Surtout, la diversité microbienne était significativement plus riche dans les échantillons de tracts gastro-intestinaux que les excréments, permettant une détection plus sensible des microbes liés à muscle. L'équipe a constaté que neuf espèces bactériennes avaient des abondances significativement différentes entre les groupes renforcés et affaiblis dans le groupe de test Rotarod, avec sept espèces enrichies dans le groupe renforcé. De même, neuf espèces étaient différentiellement abondantes entre les souris affaiblies et renforcées dans le groupe de suspension filaire, avec quatre espèces enrichies dans le groupe renforcé.
Notamment, trois espèces bactériennes, Lactobacillus Johnsonii, Limosilactobacillus reuteriet Turicibacter sanguinisont été constamment enrichis en groupes renforcés dans les deux tests et ont montré une corrélation linéaire avec l'amélioration de la force musculaire. De ceux-ci, seulement L. Johnsonii et L. Reuteri ont été validés fonctionnellement, mais l'enrichissement répété de T. sanguinis suggère qu'il peut également jouer un rôle biologiquement pertinent malgré le fait de ne pas avoir été testé directement.
Enfin, des souris de 12 mois (mode vieillissantes) ont été administrées L. Reuteri (LR) et L. Johnsonii (LJ) seul ou en combinaison. Les souches provenaient de la banque microbe intestinale (GMB). Les souris qui ont reçu LR et LJ ont montré des améliorations significatives des tests de suspension Rotarod et de fil.

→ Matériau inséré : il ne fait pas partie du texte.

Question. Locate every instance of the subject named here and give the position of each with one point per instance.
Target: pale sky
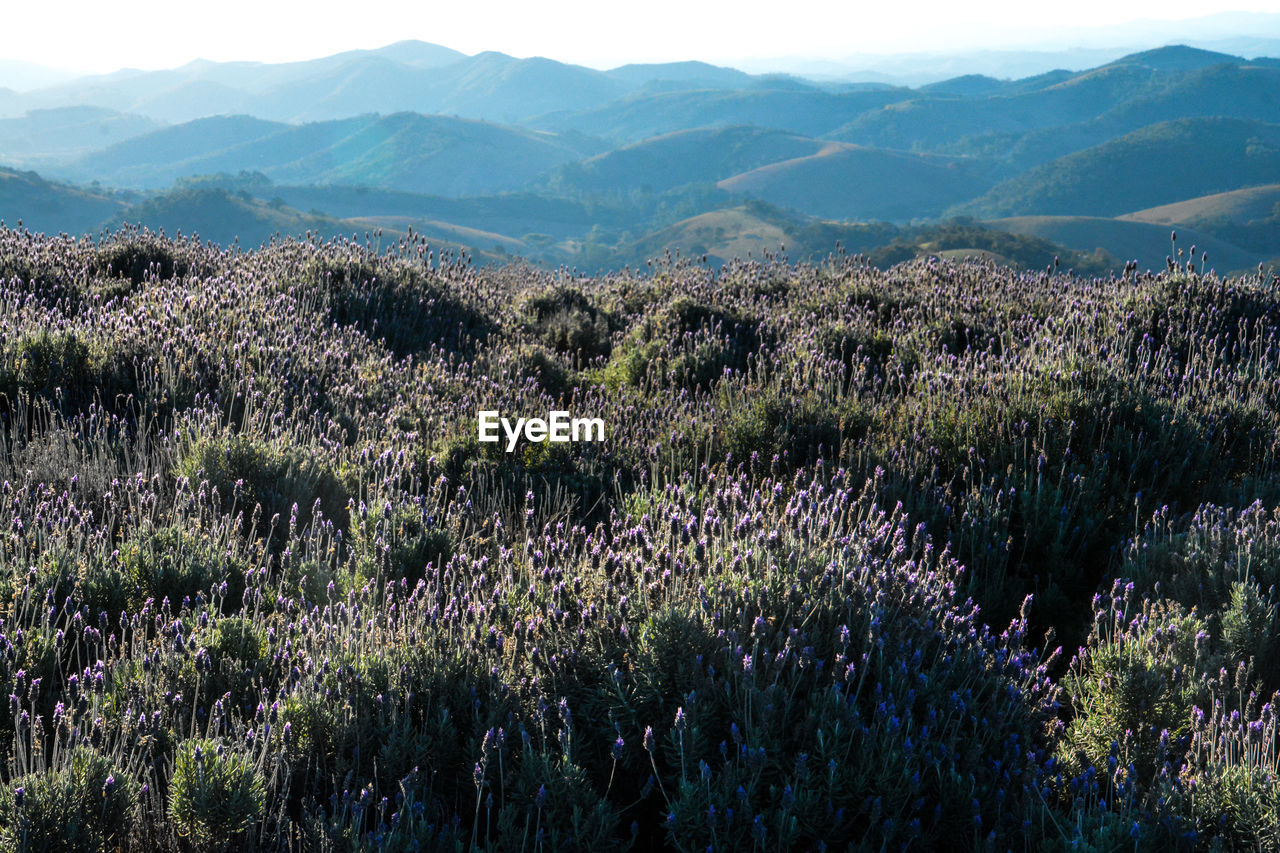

Le poids musculaire a également été augmenté de 157% dans le groupe LR + LJ par rapport aux témoins. Bien que le poids corporel ait diminué, il s'est accompagné d'une augmentation de la masse musculaire. Le poids musculaire dans le groupe LR + LJ était significativement plus élevé que dans les groupes LR ou LJ seuls. Des marqueurs liés à la croissance musculaire, notamment le follistatine (FST), un inhibiteur de la myostatine qui favorise la croissance musculaire et le facteur de croissance de type insuline (IGF) -1, un facteur de croissance anabolique clé, ont été évalués au niveau de l'ARN messager (ARNm). L'IGF-1 a montré l'augmentation la plus élevée du groupe LR + LJ, tandis que FST a augmenté dans le groupe LJ.

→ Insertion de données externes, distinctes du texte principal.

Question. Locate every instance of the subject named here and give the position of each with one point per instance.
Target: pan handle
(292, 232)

Les zones transversales des fibres musculaires, telles que gastrocnémien, extenseur digitorum longus et soléaire, ont été significativement augmentées entre les groupes de test. Cependant, le groupe LR + LJ a montré la plus forte augmentation de la zone transversale des fibres musculaires. De plus, le groupe LR + LJ avait des niveaux TG, TC et LDL-C significativement plus faibles que les témoins. En ce qui concerne les marqueurs inflammatoires, les niveaux d'interleukine-6 étaient systématiquement élevés dans le groupe LJ mais ont été nettement réduits dans le groupe LR + LJ, suggérant un effet anti-inflammatoire de la co-administration.
Conclusions
Ensemble, les résultats indiquent que L. Reuteri et L. Johnsonii améliorer considérablement la force musculaire et les performances. La co-administration de ces souches a entraîné des effets synergiques, conduisant à la masse musculaire la plus élevée, à la force et aux améliorations de la zone transversale des fibres. Bien que T. sanguinis n'a pas été validé, son enrichissement cohérent met en évidence la nécessité d'une future exploration mécaniste.
Surtout, ces résultats sont basés sur des modèles de souris précliniques. Bien qu'ils suggèrent que des microbes intestinaux spécifiques peuvent influencer la santé musculaire, la traduction de l'homme nécessite une étude plus approfondie. Les études futures doivent corroborer ces résultats dans les populations humaines et élucider les mécanismes moléculaires sous-jacents, y compris la production et les effets des métabolites microbiens sur le métabolisme musculaire.